Member of the Minnesota House of Representatives
- Incumbent
- Assumed office January 5, 2021
- Preceded by: Hunter Cantrell
- Constituency: District 55A (2023–present) District 56A (2021–2023)

Personal details
- Born: September 13, 1986 (age 40)
- Party: Democratic (DFL)
- Children: 2
- Education: St. Catherine University (BS) Metropolitan State University (MA)
- Occupation: Senior network representative
- Website: Government website Campaign website

= Jessica Hanson =

American politician (born 1986)

Jessica Hanson (born September 13, 1986) is an American politician serving in the Minnesota House of Representatives since 2021. A member of the Minnesota Democratic-Farmer-Labor Party (DFL), Hanson represents District 55A in the southern Twin Cities metropolitan area, which includes the cities of Burnsville and Savage and parts of Dakota and Scott Counties.

== Early life, education and career ==
Hanson was born and raised in Minnesota. She earned a Bachelor of Science in social work from St. Catherine University and a Master of Arts in advocacy and political leadership from Metropolitan State University. Hanson has worked as a dental network representative for Anthem since 2007.

Before her election to the legislature, Hanson led the Minnesota Campaign for Full Legalization, a nonprofit advocacy group focused on marijuana legalization.

==Minnesota House of Representatives==
Hanson was first elected to district 56A of the Minnesota House of Representatives in 2020 after one-term DFL incumbent Hunter Cantrell announced he would not seek reelection. Hanson defeated former Republican state representative and state auditor candidate Pam Myhra by 3.3 percentage points in the general election. Myhra challenged the 2020 election results, but a judge dismissed the case for the appellant's failure to state a claim and a lack of subject-matter jurisdiction. Hanson has been reelected twice since redistricting, winning in district 55A by 6.1 points in 2022 and 6.8 points in 2024.

Hanson authored "Travis's Law", which requires 911 operators to refer calls to mental health teams trained to deescalate serious mental health episodes. The bill was named after Travis Jordan, a man considering suicide who was shot and killed by Minneapolis police in 2018. Hanson's bill passed with bipartisan support and was signed by Governor Walz.

Hanson has advocated the legalization of marijuana in Minnesota, arguing it should be done by legislation, not a constitutional referendum. She has said that regulating marijuana would benefit public health and public safety.

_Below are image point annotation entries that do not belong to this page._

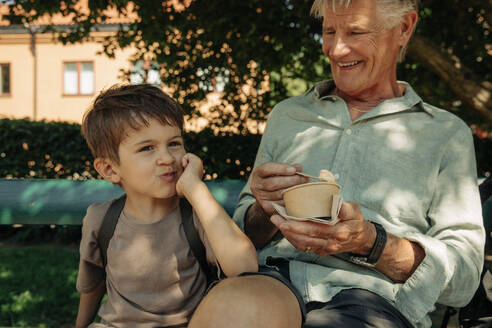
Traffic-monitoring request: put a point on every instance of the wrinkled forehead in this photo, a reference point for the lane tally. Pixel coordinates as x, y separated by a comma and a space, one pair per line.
358, 14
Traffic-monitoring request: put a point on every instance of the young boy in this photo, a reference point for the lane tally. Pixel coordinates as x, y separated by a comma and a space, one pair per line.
151, 277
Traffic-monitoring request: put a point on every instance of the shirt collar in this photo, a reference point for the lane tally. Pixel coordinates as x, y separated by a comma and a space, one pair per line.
410, 101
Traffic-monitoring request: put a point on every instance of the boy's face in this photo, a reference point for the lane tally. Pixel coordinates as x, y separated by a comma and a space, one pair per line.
150, 161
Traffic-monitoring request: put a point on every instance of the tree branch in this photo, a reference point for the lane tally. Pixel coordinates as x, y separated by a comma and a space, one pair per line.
465, 85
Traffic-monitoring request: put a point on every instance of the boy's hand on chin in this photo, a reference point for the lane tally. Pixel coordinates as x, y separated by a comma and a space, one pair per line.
192, 173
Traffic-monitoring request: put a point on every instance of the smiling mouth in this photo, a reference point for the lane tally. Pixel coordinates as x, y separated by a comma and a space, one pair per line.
168, 175
350, 64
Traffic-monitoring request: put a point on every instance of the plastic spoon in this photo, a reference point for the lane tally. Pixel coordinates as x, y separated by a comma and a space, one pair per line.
311, 176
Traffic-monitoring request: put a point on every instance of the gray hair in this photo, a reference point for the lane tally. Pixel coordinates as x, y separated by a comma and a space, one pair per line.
390, 11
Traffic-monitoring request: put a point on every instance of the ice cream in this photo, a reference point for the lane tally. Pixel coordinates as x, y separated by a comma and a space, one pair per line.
327, 176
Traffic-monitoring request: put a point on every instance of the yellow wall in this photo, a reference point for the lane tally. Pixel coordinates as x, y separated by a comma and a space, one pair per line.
51, 104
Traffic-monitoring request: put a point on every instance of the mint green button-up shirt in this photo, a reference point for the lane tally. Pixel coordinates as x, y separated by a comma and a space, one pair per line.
411, 167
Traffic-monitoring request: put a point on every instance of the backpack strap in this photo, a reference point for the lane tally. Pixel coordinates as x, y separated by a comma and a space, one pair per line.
109, 224
111, 219
194, 240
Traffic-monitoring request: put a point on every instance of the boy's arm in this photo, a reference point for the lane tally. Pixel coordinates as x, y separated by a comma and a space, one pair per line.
233, 250
89, 304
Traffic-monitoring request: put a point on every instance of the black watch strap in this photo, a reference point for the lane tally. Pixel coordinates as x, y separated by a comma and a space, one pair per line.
379, 243
376, 250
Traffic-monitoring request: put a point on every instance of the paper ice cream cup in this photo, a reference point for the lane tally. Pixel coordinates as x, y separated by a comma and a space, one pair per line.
310, 200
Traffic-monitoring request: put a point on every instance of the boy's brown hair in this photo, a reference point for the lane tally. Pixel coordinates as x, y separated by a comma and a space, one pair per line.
115, 110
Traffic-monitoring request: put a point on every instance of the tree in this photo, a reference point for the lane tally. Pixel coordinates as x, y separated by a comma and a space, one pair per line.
263, 51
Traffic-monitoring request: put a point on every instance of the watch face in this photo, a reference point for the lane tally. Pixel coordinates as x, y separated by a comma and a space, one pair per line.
361, 260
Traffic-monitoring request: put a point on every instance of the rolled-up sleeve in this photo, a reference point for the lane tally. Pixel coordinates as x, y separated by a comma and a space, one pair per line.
454, 244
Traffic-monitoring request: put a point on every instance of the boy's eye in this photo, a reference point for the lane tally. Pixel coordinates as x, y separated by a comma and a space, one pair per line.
146, 148
175, 144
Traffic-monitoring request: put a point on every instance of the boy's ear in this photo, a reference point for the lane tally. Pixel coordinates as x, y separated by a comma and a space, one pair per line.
107, 169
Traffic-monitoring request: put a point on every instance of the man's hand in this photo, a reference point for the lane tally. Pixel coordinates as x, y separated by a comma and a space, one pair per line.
351, 234
270, 179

Hanson authored legislation to repeal a gag order on the study for a Dan Patch commuter rail line that would link Northfield, Minnesota to Minneapolis. She said that the line, which would run through Savage, Minnesota, could improve public transportation in her district. In February 2022, in response to high gas prices, she joined other DFL legislators advocating for a temporary repeal of the state gas tax.

Hanson signed on to a letter calling on the Biden administration to stop Line 3, a tar sands pipeline proposed to cut through Minnesota tribal lands.

Hanson serves as vice chair of the Economic Development Finance and Policy Committee, and sits on the Children and Families Finance and Policy, Higher Education Finance and Policy, and Human Services Policy Committees.

== Electoral history ==

2020 Minnesota State House - District 56A
| Party |  | Candidate | Votes | % |
|---|---|---|---|---|
|  | Democratic (DFL) | Jessica Hanson | 13,166 | 51.61 |
|  | Republican | Pam Myhra | 12,316 | 48.28 |
|  | Write-in |  | 28 | 0.11 |
| Total votes |  |  | 25,510 | 100.0 |
|  | Democratic (DFL) hold |  |  |  |

2022 Minnesota State House - District 55A
| Party |  | Candidate | Votes | % |
|---|---|---|---|---|
|  | Democratic (DFL) | Jessica Hanson (incumbent) | 9,668 | 53.04 |
|  | Republican | Gabriela Kroetch | 8,549 | 46.90 |
|  | Write-in |  | 12 | 0.07 |
| Total votes |  |  | 18,229 | 100.0 |
|  | Democratic (DFL) hold |  |  |  |

2024 Minnesota State House - District 55A
| Party |  | Candidate | Votes | % |
|---|---|---|---|---|
|  | Democratic (DFL) | Jessica Hanson (incumbent) | 12,114 | 53.33 |
|  | Republican | Gabriela Kroetch | 10,576 | 46.56 |
|  | Write-in |  | 24 | 0.11 |
| Total votes |  |  | 22,714 | 100.00 |
|  | Democratic (DFL) hold |  |  |  |

== Personal life ==
Hanson lives in Burnsville, Minnesota, and has two children.